Теперь я был наглухо закован в латы — и невзначай обретенной добродетели, и решимости отбросить все препятствия! — однако то, что Влада, когда я выманивал ее глазами из-под сени комнатных цветов, не бросилась ко мне, отозвалось болью в груди. Едва удержался, чтобы самому не подскочить, не заключить в объятия. Босая и неуклюжая, поливала она пеларгонию, высившуюся между петуниями, бегониями и кактусами. Я смотрел на широкие ее ступни, узловатые пальцы, и меня жег стыд. Недавно в толчее города я пытался украсить Владу чертополохом беременности, но ее состояние, как и мои намерения, еще витали тогда в нереальном мире. Теперь ступни, липшие к окрашенным в зеленый цвет доскам пола, а особенно отекшие, словно тестом облепленные щиколотки подтверждали то, что не смогла бы, желая развеселить гостя, отрицать даже она сама. Но Влада и не собиралась отрицать — возможно, из-за необратимой перемены, о которой свидетельствовали не лезущие в туфли ноги.

— Здравствуй, Ригас. Садись. — Она поставила крынку с водой на табурет и кивком указала на кресло возле круглого, покрытого вязаной скатеркой стола. В дешевой вазочке зеленого стекла лежали сухарики. Я продолжал стоять, ожидая неизвестно чего — злых упреков или радостных воплей, Влада же не тронулась с места, и это было неприятно, хотя заглушало мучительное чувство вины. Уже без страха, побуждаемый одним любопытством, уставился на ее одутловатое лицо. Не все в нем узнал, как будто она понемногу уничтожала себя, готовя место для неизвестных черт нового существа. Радость и боль не возникали больше у Влады в зависимости от перемены моего настроения, даже неожиданное вторжение не ошарашило. Поскольку она желала мне только хорошего, а то, что в ней зрело, по ее мнению, сулило лишь добро, Влада отдалась на волю времени: все уладится само собой, никого не обижая и не насилуя. Лучше, чем кому-то другому, было мне известно, сколь хрупка ее надежда. Не давая обостриться чувству вины, это знание доставляло мне боль — как обворованный, тосковал я не столько по пропавшей вещи, сколько возмущался самим воровством. Ах так, уже не нужен тебе? Ну посмотрим!..

Влажной землей, рыхлым черноземом пахнуло от ситцевого платья Влады, когда, шлепая по полу, она взяла привядшие гвоздики. Руки наши не встретились, и она не удивлялась, что я принес цветы, как будто заранее предвидела и посещение, и этот поникший букет.

— Гвоздики продают? — только и сказала она, и я не понял, что это означало: печаль по быстро пробежавшему лету или дань еще одному добру мира, кроме того, живущего в ней, под сердцем. Если и была тут похвала мне, то едва ощутимая, как будто более громкое слово может задуть надежду, струящуюся из нее сиянием, и в нее же возвращающуюся, не ожидающую ни от кого ни помощи, ни одобрения.
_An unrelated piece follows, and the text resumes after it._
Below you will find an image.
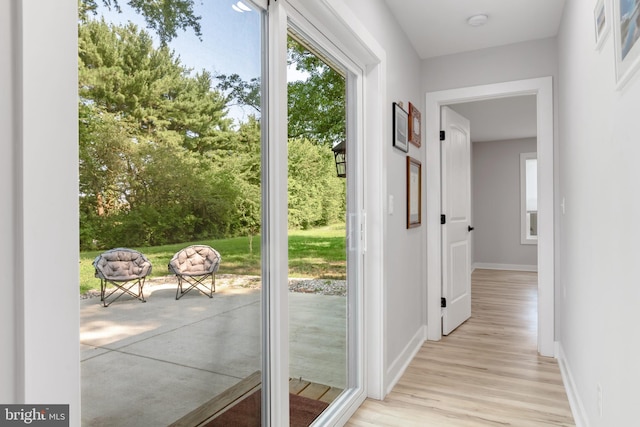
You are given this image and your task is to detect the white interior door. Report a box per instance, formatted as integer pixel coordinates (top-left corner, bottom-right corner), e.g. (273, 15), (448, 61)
(441, 107), (473, 335)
— Значит, здесь и живешь? — Пробирала сыроватая прохлада комнаты, застарелая, не зависящая ни от сезона, ни от погоды. Между двумя подоконниками, заставленными цветочными горшками, громоздился телевизор, покрытый тканым полотенцем, а вот и постели: железная кровать с никелированными шарами и разбухшая от подушек складная кроватка. Влада, наверное, спит на ней, подумал я, как будто это имело для меня какое-то значение. В головах в тяжелой бронзовой рамке висела картинка на темы из Священного писания, чуть дальше вереница семейных фотографий, на некоторых мелькала девочка в белом со свечкой в руке — не поймешь, Влада или кто-то другой.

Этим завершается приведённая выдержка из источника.